The yellowing of older leaves is pretty common on most houseplants as they occasionally shed the old while growing new foliage. So if the leaves that are turning yellow are the oldest ones, near the bottom of the stems not the ends, it might just be this natural process. If the yellowing leaves are more numerous and are happening over the entire plant the first thing to consider is the watering. Plants will shed more of the older growth if they are drying up in between soakings. When water isn’t abundant the plant sheds some of the leaves in order to preserve the new growth.
Leaves that go yellow are also a sign of over-watering or poor drainage, however. Pothos do best when allowed to go slightly dry (but not wilting) between waterings. If your soil has been kept constantly wet that causes root rot which leads to yellowing leaves.

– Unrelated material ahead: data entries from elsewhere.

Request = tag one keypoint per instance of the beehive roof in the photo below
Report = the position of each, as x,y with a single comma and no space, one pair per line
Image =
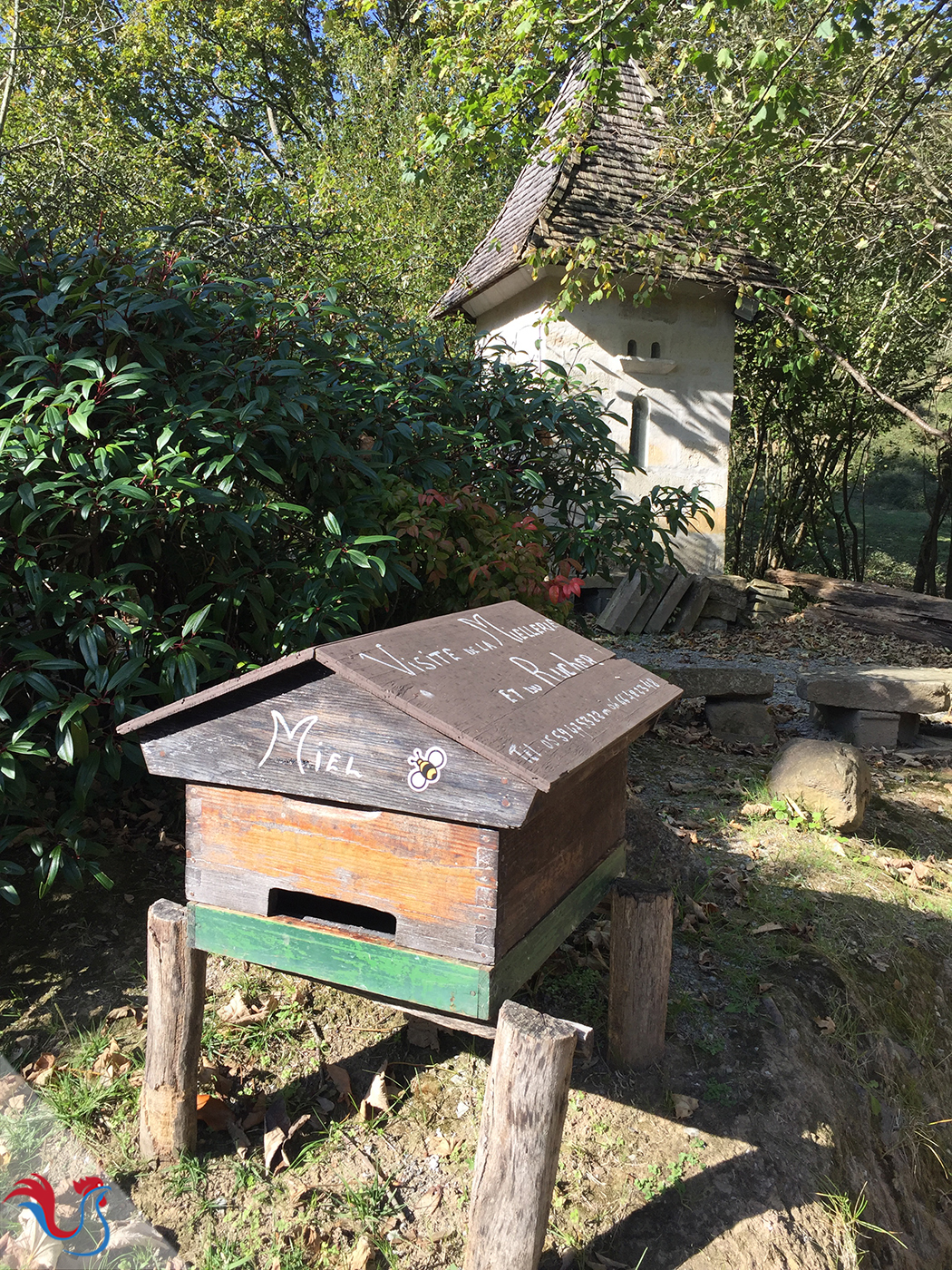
609,193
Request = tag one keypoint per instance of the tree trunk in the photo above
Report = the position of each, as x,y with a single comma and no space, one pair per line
175,977
640,971
520,1132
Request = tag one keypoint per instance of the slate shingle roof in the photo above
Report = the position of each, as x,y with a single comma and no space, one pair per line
608,194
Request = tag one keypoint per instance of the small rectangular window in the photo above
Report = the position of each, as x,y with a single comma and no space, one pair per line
637,446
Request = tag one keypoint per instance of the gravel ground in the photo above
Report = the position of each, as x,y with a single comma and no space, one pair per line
666,653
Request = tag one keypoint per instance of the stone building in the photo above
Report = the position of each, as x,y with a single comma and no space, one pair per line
666,366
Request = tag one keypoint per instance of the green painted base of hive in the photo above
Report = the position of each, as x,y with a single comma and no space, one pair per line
381,969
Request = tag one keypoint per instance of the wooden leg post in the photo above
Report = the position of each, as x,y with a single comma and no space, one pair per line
175,978
520,1132
640,972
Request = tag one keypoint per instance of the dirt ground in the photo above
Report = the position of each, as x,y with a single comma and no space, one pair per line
809,1019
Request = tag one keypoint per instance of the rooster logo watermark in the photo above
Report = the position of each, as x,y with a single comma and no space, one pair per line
41,1202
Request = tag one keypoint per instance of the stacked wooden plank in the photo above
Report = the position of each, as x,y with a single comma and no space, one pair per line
876,609
640,605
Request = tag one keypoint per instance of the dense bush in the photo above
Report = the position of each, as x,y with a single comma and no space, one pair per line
197,475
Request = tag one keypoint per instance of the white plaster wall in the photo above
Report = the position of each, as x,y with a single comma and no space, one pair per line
689,408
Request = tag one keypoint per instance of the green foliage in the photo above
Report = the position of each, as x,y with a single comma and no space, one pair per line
196,476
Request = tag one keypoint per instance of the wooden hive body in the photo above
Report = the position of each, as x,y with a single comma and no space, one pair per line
419,816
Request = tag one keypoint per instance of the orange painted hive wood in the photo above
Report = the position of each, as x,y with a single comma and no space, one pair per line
453,789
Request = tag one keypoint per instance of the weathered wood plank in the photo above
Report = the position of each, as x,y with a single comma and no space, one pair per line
584,1034
656,596
630,594
175,981
516,688
437,879
333,740
549,856
694,605
520,962
520,1130
672,599
370,965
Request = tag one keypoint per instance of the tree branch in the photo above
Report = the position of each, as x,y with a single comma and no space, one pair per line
857,375
10,65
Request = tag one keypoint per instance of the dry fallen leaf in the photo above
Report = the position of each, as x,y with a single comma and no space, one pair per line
314,1241
111,1063
137,1012
342,1081
755,809
10,1086
429,1202
213,1113
376,1098
437,1146
40,1072
683,1105
238,1011
362,1255
256,1115
278,1133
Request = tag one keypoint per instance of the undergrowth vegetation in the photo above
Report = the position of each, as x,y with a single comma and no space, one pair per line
199,475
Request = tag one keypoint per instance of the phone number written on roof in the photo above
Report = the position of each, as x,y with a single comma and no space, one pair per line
568,732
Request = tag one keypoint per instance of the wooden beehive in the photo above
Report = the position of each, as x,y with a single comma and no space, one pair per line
422,815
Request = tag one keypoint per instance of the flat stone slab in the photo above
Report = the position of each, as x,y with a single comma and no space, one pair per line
720,681
918,689
740,719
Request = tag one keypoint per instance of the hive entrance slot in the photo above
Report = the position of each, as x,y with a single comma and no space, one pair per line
333,912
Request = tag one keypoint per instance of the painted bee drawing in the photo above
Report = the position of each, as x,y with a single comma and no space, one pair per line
424,768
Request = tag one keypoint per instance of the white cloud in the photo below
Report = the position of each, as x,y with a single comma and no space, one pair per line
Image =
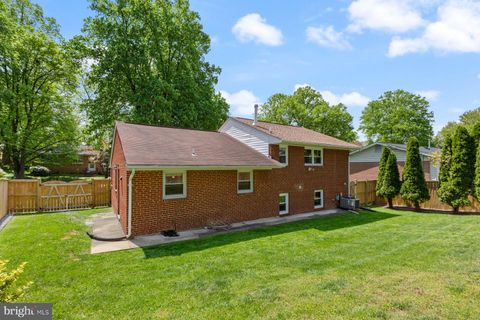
351,99
301,85
457,110
457,29
241,102
253,27
430,95
385,15
327,37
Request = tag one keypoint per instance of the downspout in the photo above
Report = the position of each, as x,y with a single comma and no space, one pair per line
130,182
348,179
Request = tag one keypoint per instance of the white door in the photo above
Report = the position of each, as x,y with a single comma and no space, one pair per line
283,203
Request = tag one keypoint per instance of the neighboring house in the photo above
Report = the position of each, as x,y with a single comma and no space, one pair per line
364,162
168,178
88,163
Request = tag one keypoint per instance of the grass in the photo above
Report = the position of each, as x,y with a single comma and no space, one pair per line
383,265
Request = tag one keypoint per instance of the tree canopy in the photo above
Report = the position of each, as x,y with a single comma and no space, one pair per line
38,81
459,184
469,119
147,64
396,116
307,108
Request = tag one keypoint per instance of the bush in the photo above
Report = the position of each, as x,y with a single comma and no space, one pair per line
414,188
9,292
39,171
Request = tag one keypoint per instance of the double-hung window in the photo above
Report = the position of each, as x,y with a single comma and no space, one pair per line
318,199
245,181
174,185
313,156
283,154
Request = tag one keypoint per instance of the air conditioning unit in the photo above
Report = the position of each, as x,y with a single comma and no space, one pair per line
349,203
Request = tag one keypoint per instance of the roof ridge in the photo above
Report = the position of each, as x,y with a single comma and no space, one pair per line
164,127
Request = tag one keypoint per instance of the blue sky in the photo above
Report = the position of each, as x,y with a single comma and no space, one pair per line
351,51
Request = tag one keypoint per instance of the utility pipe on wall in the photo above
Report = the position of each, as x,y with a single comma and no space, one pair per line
130,183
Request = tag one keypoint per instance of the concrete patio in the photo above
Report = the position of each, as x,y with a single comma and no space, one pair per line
106,225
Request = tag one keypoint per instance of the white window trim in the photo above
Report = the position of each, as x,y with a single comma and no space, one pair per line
184,180
251,181
286,153
317,206
286,203
311,151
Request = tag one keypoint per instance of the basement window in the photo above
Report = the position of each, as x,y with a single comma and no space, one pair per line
174,185
244,181
313,156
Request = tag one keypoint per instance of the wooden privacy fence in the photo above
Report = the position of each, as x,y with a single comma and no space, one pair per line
365,192
3,198
34,196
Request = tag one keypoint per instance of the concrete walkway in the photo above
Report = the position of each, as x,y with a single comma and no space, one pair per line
106,225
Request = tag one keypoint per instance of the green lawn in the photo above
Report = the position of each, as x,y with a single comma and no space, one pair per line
385,265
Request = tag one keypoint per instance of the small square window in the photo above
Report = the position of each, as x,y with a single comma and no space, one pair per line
245,181
318,199
174,185
283,154
313,157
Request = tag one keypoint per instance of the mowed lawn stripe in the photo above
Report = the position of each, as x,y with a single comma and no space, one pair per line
389,264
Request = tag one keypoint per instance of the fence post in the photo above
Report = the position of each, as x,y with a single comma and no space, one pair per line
38,195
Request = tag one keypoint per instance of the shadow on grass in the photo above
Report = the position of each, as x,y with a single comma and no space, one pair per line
329,223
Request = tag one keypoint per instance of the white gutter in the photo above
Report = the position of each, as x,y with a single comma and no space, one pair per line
130,182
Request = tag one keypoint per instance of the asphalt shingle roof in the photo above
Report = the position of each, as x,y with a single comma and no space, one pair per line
162,146
296,134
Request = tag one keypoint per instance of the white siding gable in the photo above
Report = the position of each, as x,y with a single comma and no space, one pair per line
253,138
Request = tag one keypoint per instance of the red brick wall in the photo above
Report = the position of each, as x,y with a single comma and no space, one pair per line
119,190
212,196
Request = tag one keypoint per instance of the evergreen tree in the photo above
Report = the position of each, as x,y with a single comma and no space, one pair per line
459,185
391,179
381,170
414,188
477,175
446,160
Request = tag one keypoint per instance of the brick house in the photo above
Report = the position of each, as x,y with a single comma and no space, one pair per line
364,162
169,178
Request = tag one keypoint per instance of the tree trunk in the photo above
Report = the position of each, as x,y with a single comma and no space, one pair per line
19,169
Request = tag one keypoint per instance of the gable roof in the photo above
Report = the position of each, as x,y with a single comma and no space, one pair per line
402,147
299,135
145,145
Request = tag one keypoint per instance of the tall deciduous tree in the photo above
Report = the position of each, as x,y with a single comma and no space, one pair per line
381,170
147,61
391,180
37,82
477,174
307,108
445,162
414,188
459,185
396,116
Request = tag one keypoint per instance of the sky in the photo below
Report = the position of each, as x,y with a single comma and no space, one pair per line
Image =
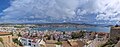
59,11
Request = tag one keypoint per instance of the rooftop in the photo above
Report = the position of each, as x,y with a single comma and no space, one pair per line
4,33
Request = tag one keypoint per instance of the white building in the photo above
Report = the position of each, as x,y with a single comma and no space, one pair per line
32,42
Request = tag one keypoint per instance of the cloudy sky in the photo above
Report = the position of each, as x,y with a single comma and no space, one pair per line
52,11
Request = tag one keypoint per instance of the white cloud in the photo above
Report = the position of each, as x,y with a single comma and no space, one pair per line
62,10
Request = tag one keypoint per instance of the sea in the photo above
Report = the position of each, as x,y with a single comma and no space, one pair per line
95,29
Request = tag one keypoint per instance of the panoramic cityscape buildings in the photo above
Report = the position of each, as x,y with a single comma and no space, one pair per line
59,23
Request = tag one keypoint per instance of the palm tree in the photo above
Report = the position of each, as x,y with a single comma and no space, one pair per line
1,40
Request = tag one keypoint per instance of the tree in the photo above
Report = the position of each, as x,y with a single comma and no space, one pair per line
1,40
15,40
19,34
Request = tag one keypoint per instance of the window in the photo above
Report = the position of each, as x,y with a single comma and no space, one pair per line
34,45
29,44
29,40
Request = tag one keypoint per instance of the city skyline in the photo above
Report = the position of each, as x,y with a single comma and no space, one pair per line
59,11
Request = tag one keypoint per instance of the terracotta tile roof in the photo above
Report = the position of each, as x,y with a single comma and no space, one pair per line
4,33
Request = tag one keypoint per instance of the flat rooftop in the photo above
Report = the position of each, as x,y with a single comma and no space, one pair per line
4,33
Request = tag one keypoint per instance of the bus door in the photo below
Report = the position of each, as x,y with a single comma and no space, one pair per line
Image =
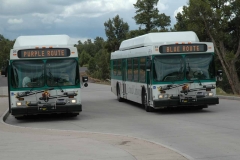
124,75
149,70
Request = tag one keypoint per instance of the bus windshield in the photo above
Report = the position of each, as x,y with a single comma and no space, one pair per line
37,73
174,68
27,74
61,72
199,67
169,68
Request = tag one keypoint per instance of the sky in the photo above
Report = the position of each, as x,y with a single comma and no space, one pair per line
80,19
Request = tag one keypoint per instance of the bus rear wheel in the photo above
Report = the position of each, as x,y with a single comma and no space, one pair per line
144,102
119,98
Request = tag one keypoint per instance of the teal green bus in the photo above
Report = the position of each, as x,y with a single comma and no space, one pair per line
165,69
43,76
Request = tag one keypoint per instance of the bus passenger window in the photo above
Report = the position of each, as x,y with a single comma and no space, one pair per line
135,70
142,70
130,70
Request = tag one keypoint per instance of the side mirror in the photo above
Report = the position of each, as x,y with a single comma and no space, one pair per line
84,79
219,75
149,65
4,71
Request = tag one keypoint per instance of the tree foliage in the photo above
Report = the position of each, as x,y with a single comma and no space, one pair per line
217,21
116,31
147,14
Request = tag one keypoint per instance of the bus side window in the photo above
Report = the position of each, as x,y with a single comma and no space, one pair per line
130,69
135,69
142,69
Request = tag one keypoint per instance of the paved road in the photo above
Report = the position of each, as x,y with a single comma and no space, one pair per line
210,134
3,81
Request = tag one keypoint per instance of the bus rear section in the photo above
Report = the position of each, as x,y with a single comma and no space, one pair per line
44,78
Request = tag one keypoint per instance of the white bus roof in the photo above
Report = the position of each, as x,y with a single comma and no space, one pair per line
42,41
159,38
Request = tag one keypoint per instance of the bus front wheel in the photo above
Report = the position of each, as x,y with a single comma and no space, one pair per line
144,102
119,98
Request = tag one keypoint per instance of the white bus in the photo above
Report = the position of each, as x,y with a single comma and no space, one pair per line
165,69
43,76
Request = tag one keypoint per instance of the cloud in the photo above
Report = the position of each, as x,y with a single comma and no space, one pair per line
15,21
96,8
180,9
80,19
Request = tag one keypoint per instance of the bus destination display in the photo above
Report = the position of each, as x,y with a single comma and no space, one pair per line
183,48
41,53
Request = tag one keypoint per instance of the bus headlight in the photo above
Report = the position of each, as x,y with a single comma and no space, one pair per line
19,103
161,96
210,94
73,101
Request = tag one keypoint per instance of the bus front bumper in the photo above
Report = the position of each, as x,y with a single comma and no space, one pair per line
33,110
161,103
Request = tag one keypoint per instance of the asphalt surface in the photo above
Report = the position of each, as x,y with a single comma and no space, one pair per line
26,143
207,127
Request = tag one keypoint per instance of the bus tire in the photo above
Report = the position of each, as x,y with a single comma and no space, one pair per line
144,102
119,98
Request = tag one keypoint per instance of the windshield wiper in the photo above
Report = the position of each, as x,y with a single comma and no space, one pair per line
56,81
171,86
28,93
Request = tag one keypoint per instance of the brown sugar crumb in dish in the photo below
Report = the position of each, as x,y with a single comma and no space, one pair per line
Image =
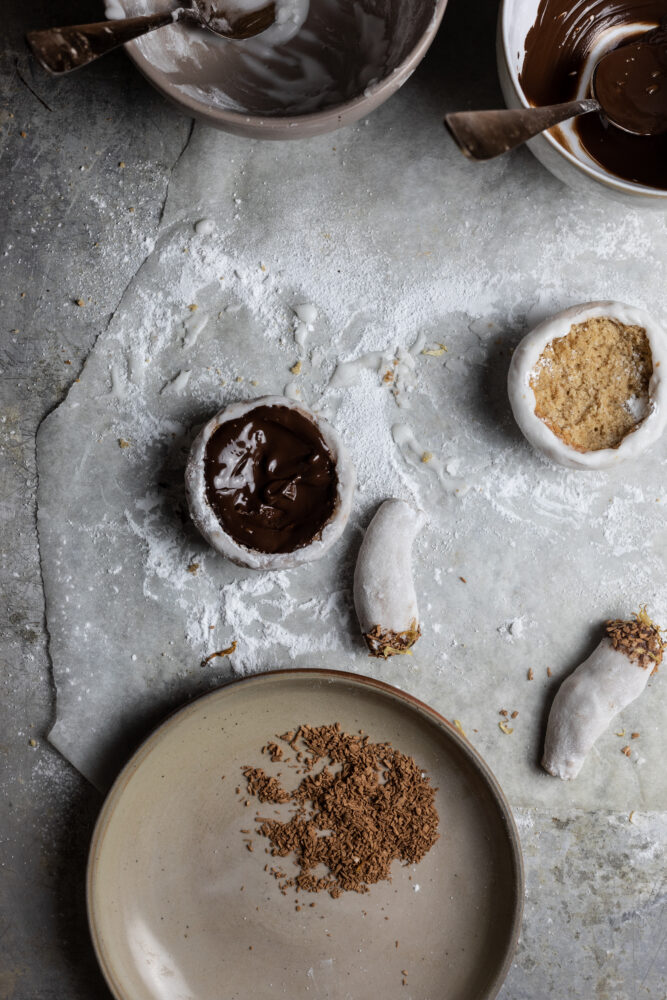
591,386
270,479
360,807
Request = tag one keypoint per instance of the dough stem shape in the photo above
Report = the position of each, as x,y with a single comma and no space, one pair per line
384,590
615,673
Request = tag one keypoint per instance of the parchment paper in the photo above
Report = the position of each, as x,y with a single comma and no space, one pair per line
391,235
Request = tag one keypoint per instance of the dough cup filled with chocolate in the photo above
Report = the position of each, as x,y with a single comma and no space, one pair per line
269,484
587,387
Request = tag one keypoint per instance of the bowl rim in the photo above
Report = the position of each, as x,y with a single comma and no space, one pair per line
596,173
296,125
537,432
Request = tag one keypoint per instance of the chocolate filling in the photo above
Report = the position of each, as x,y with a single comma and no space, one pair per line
270,479
557,47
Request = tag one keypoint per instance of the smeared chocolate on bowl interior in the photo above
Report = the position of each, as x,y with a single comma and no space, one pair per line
270,479
557,47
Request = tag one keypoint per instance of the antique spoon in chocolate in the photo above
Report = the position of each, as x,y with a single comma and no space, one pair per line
629,86
60,50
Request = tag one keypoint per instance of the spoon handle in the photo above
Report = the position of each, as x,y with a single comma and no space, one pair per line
61,50
482,135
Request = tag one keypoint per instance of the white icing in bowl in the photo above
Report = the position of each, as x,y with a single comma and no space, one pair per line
522,397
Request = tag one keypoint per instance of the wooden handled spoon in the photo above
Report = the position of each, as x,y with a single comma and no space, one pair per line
60,50
629,87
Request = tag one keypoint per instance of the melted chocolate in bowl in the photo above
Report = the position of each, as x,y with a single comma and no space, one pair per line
270,479
631,84
557,48
340,49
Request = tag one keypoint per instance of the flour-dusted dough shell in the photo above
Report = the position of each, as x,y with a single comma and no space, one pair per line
210,527
585,704
522,397
384,590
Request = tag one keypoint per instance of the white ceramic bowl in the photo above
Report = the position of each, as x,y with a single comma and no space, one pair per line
330,74
206,520
522,397
575,167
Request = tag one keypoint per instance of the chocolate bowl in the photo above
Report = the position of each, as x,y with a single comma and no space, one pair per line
346,60
560,150
269,484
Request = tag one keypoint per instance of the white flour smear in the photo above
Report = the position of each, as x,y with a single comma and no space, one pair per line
520,562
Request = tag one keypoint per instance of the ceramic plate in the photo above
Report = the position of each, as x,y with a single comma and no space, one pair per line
180,909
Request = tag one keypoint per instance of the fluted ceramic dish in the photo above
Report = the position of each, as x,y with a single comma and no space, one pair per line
180,908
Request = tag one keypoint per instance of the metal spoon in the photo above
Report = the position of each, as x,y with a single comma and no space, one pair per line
60,50
481,135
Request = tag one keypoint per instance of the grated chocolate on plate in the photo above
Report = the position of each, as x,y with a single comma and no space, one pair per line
367,806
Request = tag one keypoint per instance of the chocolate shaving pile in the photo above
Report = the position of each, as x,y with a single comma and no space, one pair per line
639,639
349,824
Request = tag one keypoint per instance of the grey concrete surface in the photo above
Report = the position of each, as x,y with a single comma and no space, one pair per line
595,919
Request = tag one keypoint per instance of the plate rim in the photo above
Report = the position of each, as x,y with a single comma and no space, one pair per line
363,680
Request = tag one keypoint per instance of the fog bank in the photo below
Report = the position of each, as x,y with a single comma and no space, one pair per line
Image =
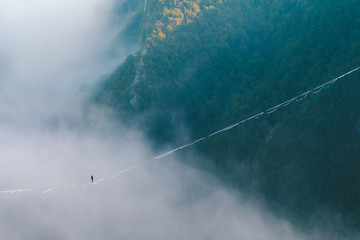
51,54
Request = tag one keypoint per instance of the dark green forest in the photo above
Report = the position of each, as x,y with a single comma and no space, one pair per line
239,58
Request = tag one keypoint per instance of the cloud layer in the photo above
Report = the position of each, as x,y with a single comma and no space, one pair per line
48,51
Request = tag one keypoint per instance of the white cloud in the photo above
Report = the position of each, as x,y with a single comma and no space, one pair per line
49,49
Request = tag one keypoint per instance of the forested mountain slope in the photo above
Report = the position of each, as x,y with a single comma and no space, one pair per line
204,65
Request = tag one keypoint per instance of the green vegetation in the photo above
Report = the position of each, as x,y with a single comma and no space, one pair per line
237,59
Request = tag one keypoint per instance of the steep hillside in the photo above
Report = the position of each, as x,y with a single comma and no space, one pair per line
204,65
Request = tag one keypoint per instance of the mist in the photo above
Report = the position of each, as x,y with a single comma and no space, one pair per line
52,53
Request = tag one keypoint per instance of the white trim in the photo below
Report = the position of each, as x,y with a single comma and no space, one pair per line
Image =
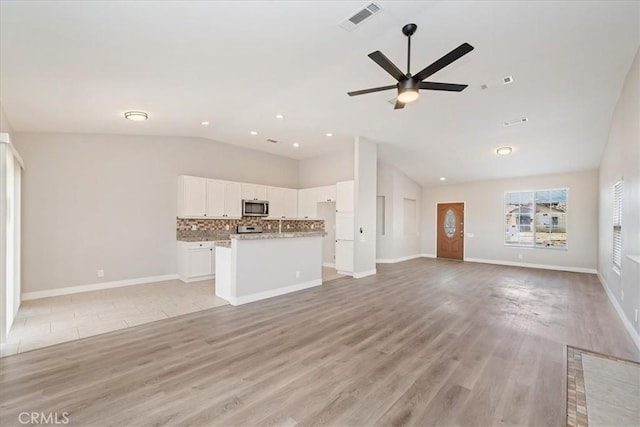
362,274
5,139
394,260
197,279
541,266
626,322
95,287
274,292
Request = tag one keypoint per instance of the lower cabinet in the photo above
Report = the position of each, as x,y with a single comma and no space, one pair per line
196,261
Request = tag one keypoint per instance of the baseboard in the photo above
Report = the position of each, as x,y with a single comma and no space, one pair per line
394,260
626,322
274,292
540,266
362,274
197,279
26,296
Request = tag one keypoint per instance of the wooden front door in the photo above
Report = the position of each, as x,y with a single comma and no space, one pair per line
451,230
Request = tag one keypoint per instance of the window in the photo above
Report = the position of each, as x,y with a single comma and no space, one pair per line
617,226
536,218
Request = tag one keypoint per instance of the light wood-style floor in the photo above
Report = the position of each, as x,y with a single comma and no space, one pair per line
424,342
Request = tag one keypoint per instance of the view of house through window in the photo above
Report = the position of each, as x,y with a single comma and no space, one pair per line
536,218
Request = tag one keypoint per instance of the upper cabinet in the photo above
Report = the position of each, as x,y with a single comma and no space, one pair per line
191,196
326,193
202,197
308,203
345,196
254,192
290,203
283,202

The other thing that can affect indoor plants at this time of year is cold drafts from being too close to a cold window, and hot drafts from a heating unit too near the plant.
To figure things out the first thing to do is to tip the plant out of the pot. If the plant has white roots that means it probably isn’t root rot in that rotting roots are tan and brown. If the plant is very root bound, with congested roots that circle around and around in the pot, it’s time to put the plant in a new pot with new soil. (Note: don’t put any rocks or shards at the bottom of the pot – it’s the holes in a pot that are for drainage and other debris is bad for plants!)
If the roots are healthy and not too crowded, decide if you’ve been watering well enough – soak the entire root ball well every time you water but don’t let the plant sit in a saucer of water after it has gotten well hydrated. Don’t bother “misting” the plant – that does little to raise humidity and causes leaf-spot fungi.
Pick off the worst of your yellow leaves so you can monitor if the problem is continuing. You can fertilize the plant sometime in March when the days are getting longer – use fertilizer according to directions.